The -f option can also be used to read mpadmin scripts written by the system administrator--scripts designed to simplify other cluster management tasks that involve issuing a series of mpadmin commands.
The -h option displays help information about mpadmin.
Use the -q option to suppress a warning message when a non-root user attempts to invoke a restricted command.
Use the -s option to connect to the cluster specified by the cluster-name argument.
Use the -V option to display the version of mpadmin.
From the perspective of mpadmin, a Sun HPC cluster consists of a system of objects, which include
The cluster itself
Each node contained in the cluster
Each partition (logical group of nodes) defined in the cluster
The net work interfaces used by the nodes
Each type of object has a set of attributes whose values can be operated on via mpadmin commands. These attributes control various aspects of their respective objects. For example, a node's enabled attribute can be
set to make the node available for use
unset to prevent it from being used
The CRE sets many attributes in a cluster to default values each time it boots up. Except for attribute modifications described here and in Chapter 6, mpadmin: Detailed Description, do not change attribute values.
mpadmin commands are organized into four contexts, which correspond to the four types of mpadmin objects. These contexts are summarized below and illustrated in Figure 3-1.
Cluster - These commands affect cluster attributes.
Node - These commands affect node attributes.
Network - These commands affect network interface attributes.
Partition - These commands affect partition attributes.
In the interactive mode, the mpadmin prompt contains one or more fields that indicate the current context. Table 3-2 shows the prompt format for each of the possible mpadmin contexts.

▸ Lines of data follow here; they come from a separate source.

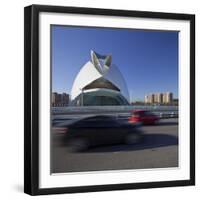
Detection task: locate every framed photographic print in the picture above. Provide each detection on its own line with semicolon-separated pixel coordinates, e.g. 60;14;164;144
24;4;195;195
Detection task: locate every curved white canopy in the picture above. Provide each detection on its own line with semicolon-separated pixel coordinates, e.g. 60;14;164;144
71;51;130;102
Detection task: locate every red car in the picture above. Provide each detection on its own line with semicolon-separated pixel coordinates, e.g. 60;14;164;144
128;110;159;125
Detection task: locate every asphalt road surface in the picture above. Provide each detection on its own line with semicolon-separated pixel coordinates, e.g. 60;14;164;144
51;118;178;173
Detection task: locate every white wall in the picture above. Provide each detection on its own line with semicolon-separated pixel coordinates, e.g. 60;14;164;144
0;0;199;199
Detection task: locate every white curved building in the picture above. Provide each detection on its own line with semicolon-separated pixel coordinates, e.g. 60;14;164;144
71;50;130;106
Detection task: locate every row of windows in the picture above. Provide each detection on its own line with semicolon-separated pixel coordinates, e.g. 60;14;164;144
71;93;129;106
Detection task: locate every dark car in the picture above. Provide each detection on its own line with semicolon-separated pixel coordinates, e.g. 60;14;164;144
128;110;159;125
53;115;143;151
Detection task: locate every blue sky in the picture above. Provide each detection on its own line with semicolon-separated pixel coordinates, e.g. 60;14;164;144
52;25;178;101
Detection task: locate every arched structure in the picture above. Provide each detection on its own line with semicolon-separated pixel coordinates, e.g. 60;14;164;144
71;50;130;106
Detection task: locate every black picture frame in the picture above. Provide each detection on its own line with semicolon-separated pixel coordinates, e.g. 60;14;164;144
24;4;195;195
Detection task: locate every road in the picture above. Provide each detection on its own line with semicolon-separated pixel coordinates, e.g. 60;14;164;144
51;118;178;173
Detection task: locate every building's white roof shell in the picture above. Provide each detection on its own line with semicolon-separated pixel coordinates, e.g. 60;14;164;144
71;51;130;102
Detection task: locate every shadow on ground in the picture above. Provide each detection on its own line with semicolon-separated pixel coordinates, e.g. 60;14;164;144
82;133;178;153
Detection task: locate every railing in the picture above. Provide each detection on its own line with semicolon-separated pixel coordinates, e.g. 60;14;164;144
52;105;178;119
52;105;178;113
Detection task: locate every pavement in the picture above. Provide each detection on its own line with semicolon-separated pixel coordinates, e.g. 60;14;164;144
51;118;178;173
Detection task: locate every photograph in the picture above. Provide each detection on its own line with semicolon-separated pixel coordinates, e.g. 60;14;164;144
51;25;179;174
24;5;195;195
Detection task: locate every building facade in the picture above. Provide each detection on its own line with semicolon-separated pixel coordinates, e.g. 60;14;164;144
154;93;163;103
163;92;173;104
70;50;130;106
145;92;173;104
52;92;69;106
145;94;155;104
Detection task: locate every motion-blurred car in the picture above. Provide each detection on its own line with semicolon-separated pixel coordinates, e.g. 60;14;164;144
53;115;143;151
128;110;159;125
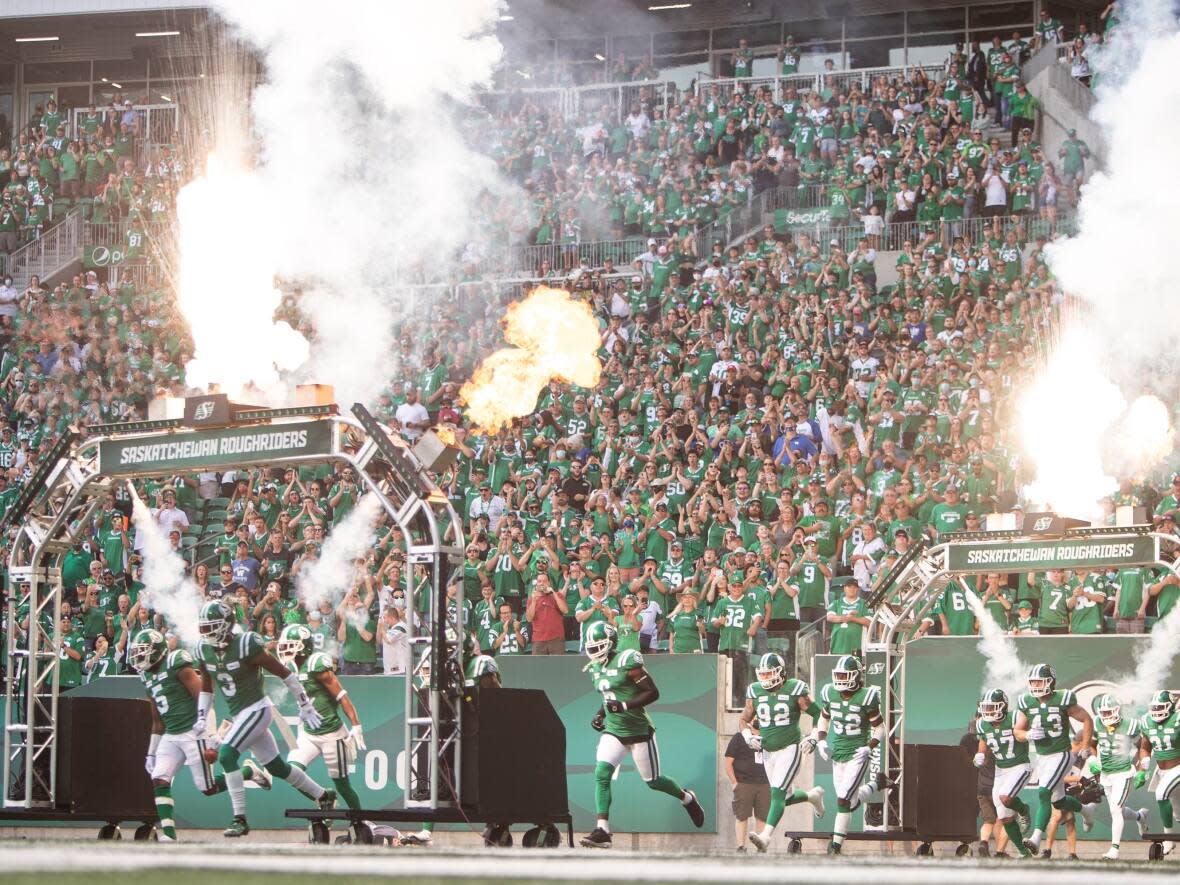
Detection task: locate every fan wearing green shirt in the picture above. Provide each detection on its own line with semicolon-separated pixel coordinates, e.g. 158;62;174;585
826;578;869;656
1035;570;1074;636
1148;573;1180;623
1067;569;1107;635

Table 3-2 mpadmin Prompt Formats
Prompt Formats |
Context |
---|---|
[cluster-name]:: |
Current context = Cluster. |
[cluster-name]Node:: |
Current context = Node, but not a specific node. |
[cluster-name]N(node-name):: |
Current context = a specific node. |
[cluster-name]Partition:: |
Current context = Partition, but not a specific partition. |
[cluster-name]P(partition-name):: |
Current context = a specific partition. |
[cluster-name]N(node-name) Network:: |
Current context = Network, but not a specific network interface. |
[cluster-name]N(node-name) I(net-if-name):: |
Current context = a specific network interface. |
When the prompt indicates a specific network interface, it uses I as the abbreviation for Network to avoid being confused with the Node abbreviation N.
mpadmin provides various ways to display information about the cluster and many kinds of information that can be displayed. However, the first information you are likely to need is a list of the nodes in your cluster.
Use the list command in the Node context to display this list. In the following example, list is executed on node1 in a four-node cluster.
node1# mpadmin[node0]:: node[node0] Node:: list node0 node1 node2 node3 [node0] Node::
The mpadmin command starts up an mpadmin interactive session in the cluster context. This is indicated by the [node0]:: prompt, which contains the cluster name, node0, and no other context information.
A cluster's name is assigned by the CRE and is always the name of the cluster's master node.
The node command on the example's second line makes Node the current context. The list command displays a list of all the nodes in the cluster.
Once you have this list of nodes, you have the information you need to enable the nodes and to create a partition. However, before moving on to those steps, you might want to try listing information from within the cluster context or the partition context. In either case, you would follow the same general procedure as for listing nodes.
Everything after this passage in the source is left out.